Moria Casán abrió un nuevo y escandaloso capítulo en la causa que involucra a Facundo Moyano tras la caótica madrugada vivida en el departamento de Avenida del Libertador. En la pantalla de El Trece, la diva analizó la repentina retractación de Candela Arizaga —quien pasó de acusar al dirigente político a elogiarlo públicamente— y reveló una cifra millonaria que se habría pactado a cambio del silencio de la joven.
El giro en la estrategia de la influencer de 23 años encendió las sospechas del entorno mediático y judicial, luego de que sus testimonios iniciales sobre violencia y consumo quedaran repentinamente archivados.

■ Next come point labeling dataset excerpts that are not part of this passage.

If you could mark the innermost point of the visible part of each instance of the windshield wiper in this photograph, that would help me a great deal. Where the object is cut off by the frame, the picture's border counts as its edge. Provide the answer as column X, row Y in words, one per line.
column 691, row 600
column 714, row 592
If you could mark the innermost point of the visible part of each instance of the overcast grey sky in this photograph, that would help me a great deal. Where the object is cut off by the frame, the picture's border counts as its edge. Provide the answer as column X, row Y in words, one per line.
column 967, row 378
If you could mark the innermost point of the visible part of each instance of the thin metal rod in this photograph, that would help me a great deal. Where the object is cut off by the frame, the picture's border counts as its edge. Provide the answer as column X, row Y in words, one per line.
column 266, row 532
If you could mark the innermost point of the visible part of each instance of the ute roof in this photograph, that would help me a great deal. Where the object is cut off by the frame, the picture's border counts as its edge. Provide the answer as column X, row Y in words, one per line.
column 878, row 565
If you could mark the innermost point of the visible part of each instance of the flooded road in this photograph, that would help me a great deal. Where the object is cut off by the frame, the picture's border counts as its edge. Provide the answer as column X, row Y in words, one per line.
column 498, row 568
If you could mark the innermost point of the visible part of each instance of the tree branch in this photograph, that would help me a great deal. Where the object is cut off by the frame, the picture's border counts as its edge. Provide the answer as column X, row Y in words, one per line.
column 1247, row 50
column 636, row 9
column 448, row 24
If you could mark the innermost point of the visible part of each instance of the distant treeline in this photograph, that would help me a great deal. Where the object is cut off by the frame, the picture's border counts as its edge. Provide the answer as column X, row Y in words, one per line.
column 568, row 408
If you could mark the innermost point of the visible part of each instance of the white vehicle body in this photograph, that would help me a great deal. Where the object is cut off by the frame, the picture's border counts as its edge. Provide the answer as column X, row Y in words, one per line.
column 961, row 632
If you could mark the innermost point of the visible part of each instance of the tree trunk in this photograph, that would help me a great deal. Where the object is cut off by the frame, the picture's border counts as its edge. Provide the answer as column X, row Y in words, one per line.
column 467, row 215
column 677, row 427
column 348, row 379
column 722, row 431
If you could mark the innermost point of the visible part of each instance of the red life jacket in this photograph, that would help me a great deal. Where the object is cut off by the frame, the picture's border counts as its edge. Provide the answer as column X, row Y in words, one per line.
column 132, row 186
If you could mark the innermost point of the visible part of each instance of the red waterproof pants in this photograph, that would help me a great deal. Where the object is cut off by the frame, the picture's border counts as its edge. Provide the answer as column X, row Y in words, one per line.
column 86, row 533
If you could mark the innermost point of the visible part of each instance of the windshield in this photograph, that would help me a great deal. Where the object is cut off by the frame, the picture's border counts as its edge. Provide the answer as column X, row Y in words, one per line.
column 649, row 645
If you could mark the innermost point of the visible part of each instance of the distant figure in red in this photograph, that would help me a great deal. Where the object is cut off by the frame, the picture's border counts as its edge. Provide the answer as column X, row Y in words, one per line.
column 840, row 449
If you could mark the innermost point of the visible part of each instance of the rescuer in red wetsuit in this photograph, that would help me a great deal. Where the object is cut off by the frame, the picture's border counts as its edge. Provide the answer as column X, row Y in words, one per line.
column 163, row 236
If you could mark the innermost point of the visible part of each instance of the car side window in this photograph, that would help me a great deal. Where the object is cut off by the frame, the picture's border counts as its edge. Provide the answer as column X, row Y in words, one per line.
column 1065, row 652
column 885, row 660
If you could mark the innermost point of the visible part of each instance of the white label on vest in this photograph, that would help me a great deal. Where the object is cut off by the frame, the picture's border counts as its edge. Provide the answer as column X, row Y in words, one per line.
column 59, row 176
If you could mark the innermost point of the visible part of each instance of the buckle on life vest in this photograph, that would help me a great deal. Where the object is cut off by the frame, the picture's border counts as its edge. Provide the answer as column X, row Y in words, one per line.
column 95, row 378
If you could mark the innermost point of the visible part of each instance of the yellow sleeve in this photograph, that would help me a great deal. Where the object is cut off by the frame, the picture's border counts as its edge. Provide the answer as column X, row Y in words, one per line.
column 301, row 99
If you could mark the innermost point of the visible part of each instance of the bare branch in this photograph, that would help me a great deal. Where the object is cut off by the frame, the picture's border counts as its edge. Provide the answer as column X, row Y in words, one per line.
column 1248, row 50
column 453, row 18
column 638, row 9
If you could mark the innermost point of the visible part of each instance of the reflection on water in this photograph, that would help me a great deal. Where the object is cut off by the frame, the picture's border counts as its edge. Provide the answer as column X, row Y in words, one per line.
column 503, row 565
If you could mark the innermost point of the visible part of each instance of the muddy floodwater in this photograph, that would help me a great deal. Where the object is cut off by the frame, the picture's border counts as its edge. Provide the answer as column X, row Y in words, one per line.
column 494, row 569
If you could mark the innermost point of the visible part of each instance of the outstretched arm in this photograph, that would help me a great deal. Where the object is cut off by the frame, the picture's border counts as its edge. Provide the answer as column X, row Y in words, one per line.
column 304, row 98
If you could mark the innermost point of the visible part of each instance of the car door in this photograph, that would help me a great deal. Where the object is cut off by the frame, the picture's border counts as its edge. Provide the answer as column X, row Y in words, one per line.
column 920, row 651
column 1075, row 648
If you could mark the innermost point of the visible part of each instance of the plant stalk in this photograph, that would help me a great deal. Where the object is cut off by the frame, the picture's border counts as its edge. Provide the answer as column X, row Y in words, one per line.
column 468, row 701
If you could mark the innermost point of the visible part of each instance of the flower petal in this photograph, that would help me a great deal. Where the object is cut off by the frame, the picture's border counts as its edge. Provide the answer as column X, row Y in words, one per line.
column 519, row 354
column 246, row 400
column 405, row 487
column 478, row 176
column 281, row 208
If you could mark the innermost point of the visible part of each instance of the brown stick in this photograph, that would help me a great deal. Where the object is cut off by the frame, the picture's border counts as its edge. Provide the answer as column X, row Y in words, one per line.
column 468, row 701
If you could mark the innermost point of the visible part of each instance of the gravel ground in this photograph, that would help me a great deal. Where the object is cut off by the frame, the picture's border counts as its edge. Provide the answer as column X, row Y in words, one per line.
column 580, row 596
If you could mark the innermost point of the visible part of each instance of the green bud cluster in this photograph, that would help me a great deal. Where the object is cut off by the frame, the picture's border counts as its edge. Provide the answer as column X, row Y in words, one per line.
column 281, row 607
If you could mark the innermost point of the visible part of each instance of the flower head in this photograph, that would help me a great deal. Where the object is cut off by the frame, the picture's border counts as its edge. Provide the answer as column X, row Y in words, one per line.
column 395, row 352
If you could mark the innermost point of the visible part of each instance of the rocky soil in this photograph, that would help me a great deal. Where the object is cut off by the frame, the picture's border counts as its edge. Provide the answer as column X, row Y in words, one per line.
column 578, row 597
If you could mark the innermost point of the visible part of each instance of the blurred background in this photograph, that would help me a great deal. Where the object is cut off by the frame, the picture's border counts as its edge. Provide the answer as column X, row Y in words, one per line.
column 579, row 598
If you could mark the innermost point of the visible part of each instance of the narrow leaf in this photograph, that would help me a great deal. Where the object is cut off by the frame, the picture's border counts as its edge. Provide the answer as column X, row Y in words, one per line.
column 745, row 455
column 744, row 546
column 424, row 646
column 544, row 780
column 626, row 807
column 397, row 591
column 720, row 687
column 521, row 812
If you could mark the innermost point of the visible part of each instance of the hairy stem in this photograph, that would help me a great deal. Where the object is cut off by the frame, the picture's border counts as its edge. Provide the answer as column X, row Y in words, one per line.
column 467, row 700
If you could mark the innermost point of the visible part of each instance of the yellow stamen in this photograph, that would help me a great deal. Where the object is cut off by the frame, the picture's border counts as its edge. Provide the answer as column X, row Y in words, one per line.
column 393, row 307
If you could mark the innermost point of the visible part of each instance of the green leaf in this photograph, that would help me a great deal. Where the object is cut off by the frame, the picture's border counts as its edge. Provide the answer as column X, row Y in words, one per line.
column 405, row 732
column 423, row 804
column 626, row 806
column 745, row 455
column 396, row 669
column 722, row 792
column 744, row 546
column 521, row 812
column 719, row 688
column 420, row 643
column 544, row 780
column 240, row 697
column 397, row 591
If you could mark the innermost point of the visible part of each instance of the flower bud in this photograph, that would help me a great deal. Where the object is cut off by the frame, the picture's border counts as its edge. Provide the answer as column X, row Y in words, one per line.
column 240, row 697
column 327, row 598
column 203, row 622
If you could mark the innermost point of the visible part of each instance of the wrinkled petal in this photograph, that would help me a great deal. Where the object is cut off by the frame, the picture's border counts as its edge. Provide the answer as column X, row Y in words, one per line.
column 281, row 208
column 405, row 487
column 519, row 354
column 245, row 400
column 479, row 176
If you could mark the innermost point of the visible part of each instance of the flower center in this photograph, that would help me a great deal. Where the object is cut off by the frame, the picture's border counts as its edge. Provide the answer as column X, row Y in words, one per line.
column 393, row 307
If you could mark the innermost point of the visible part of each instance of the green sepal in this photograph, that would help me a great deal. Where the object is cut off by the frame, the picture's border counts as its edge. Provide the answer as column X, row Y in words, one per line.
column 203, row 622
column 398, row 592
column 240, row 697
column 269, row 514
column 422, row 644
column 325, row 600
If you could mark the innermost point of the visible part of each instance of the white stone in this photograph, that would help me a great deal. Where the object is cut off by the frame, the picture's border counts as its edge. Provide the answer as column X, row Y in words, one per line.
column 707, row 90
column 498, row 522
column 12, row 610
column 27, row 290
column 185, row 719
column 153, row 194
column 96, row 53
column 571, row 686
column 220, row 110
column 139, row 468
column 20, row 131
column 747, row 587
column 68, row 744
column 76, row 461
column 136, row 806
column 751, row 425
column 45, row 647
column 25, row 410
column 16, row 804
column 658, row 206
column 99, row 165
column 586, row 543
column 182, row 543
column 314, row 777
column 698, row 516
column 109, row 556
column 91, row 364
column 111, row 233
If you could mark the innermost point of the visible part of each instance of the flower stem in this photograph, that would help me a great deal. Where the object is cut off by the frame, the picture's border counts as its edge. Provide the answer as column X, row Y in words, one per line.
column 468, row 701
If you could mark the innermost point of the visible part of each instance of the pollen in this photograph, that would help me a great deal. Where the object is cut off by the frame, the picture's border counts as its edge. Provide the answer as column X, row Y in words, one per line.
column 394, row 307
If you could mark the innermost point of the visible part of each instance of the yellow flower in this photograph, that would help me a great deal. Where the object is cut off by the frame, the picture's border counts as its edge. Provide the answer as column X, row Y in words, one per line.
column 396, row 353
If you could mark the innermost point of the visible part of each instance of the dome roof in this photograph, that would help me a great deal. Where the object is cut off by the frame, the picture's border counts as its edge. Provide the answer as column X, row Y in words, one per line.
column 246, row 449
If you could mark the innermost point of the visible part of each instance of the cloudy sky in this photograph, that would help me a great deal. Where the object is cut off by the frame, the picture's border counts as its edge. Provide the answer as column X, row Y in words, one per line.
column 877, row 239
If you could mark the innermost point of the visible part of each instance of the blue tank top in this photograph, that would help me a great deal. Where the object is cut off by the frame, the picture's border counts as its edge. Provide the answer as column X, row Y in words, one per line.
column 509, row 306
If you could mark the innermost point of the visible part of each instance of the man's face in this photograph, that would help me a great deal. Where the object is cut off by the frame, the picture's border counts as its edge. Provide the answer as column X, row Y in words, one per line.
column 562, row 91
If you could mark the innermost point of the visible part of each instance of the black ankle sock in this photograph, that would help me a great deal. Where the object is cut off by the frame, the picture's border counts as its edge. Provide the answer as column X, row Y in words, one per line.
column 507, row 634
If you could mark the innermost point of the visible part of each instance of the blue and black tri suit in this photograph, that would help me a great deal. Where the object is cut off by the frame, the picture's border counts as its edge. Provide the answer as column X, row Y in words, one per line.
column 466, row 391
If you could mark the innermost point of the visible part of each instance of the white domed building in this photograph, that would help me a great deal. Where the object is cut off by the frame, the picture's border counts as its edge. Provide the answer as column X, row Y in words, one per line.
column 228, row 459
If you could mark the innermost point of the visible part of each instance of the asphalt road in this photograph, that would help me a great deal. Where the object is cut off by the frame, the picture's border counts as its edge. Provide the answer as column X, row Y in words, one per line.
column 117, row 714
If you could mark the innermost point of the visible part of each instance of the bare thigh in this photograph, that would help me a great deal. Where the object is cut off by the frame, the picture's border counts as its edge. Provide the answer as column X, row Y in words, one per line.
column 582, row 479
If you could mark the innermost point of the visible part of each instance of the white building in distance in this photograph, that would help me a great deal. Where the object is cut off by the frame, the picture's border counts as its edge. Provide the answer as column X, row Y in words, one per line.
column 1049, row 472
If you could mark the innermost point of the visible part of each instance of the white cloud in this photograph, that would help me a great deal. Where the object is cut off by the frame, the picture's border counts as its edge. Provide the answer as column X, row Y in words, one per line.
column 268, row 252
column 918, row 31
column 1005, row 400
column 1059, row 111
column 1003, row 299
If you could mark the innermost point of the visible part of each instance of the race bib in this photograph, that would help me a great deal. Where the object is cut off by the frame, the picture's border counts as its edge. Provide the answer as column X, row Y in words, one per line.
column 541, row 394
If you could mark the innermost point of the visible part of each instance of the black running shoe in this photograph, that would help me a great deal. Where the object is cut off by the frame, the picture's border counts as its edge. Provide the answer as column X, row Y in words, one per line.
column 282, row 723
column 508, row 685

De las acusaciones iniciales al pacto millonario
Durante el debate en La mañana con Moria, la periodista Mercedes Ninci expuso la información a la que tuvo acceso sobre un supuesto arreglo económico, pero la conductora fue más allá y manejó números sensiblemente superiores:
“Lo que pude investigar yo es que el cambio de Candela se podría deber a 65.000 dólares, un auto para el padre y un viaje al Caribe para 5 personas. Pero a mí gente que está muy bien informada y metida en el caso me habla de otra cantidad: ¡500.000 dólares! Mamita, 60.000 dólares parece muy poco”, lanzó Moria Casán en vivo.
El drástico viraje en las declaraciones coincide además con el sorpresivo cambio de representación legal de la joven, lo que avivó las dudas sobre las presiones y acuerdos entre las partes.
“Me habló de la palabra miedo”: el revelador testimonio del primer abogado
En la misma emisión, el abogado Diego Storto —primer letrado que tomó contacto con Arizaga antes de ser apartado de la causa— recordó con detalles lo que la joven le confesó en su primera charla:
- Miedo e intento de abuso: Confirmó que la influencer le relató que se negó a tener relaciones sexuales en el estado en que se encontraban y que sintió un profundo temor.
- Consumo de sustancias: Detalló que la joven le admitió el consumo explícito de estupefacientes: “Me habló de Pinocho, que se quedaron sin sustancias y llamaron a este dealer… Cocaína me dijo ella”.
- La versión de Moyano: El dirigente político, por su parte, insiste en que no hubo agresiones y que el episodio respondió únicamente a un paro cardíaco y brote psicótico, abriendo un abismo entre su relato y los testimonios iniciales.